Humans have a long tradition of taking rocks and making pretty things with them. Usually, when you think of sculpture, you think of marble, right? I mean, of course, marble - marble's a wonderful stone for sculptors, very hard and yet amenable to people carving and polishing it.

If I asked you for an igneous rock suitable for making art with, what would you give me? Big ol' chunk of something in the granite family? Good choice! Polishes up a treat, that does, and it's very monumental.

Here's another igneous rock you could use:

Yes, you can use the Columbia River Basalts for some very impressive geoart.

You run across them in unexpected places. You'll be bopping down the street, and suddenly - columns. The images above and below are in a cluster near a Burger King in Burien, Washington.

The columns are quite popular for things like fountains.

These are huge, and heavy - this is an iron-rich rock. Some are rather easier to handle:

I'm not sure what it is with basalt and Burger King around the Northwest.

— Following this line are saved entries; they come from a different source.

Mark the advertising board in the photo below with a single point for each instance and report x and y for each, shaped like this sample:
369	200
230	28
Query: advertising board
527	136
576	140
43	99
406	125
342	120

If you're ever walking along the Sammamish River in Woodinville, WA, keep an eye out for this towering beauty.

 

You can see how well this rock takes a polish - like a mirror up there. It's a pretty fine-grained stone, and you can do very interesting things with the contrast between weathered, carved, and polished surfaces.

 

It's even a suitable surface for cartography.

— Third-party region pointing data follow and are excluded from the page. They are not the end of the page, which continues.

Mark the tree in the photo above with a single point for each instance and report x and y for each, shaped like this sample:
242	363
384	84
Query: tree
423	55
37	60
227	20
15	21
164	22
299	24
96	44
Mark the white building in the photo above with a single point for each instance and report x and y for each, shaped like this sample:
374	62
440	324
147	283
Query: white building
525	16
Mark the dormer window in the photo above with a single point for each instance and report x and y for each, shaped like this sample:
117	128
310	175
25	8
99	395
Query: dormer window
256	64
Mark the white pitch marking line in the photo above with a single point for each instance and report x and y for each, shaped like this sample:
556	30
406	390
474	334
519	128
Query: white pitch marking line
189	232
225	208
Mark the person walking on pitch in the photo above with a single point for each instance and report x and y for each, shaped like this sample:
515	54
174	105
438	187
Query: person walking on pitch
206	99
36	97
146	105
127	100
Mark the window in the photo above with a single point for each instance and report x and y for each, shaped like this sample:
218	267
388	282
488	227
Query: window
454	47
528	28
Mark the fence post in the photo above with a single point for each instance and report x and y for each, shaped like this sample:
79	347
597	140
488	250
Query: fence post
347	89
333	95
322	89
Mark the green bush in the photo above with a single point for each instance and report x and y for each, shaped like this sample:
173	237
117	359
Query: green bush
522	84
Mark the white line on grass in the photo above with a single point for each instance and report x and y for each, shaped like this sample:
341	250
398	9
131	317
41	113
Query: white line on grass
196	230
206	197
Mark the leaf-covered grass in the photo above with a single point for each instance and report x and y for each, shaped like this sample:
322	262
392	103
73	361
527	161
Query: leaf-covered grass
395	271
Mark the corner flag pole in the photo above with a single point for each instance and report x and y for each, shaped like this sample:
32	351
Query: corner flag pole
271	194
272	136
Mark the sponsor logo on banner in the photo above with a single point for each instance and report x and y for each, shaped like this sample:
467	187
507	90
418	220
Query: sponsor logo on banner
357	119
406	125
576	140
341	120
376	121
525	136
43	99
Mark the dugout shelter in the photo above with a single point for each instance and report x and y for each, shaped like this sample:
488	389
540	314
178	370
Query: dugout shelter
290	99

And when winter comes along, you'll see ice working to enhance the effect on the fountains.

 

Betcha never quite thought of basalt this way, but it's an example of what I've always thought: even the most boring and prosaic old rocks can be beautiful. Sometimes, it's for their story. Sometimes, it's because they become a new story in an artist's hands.

If you want to see these columns in their original context, I have some images here. Your jaw will drop at Dry Falls, guaranteed.

Speaking of geology and art, we'll be getting on with the Seattle Seahawks Super Bowl Ring story shortly. I got a bit sidetracked by Christianist earth science textbooks for a talk I was supposed to give for FtBConscience. Unfortunately, the con got postponed, but at least I'll be able to tell you all about the whacked-out version of science being presented to unsuspecting children by creationists. That series will begin this fall. And I'll post the date for my talk when everything gets rescheduled.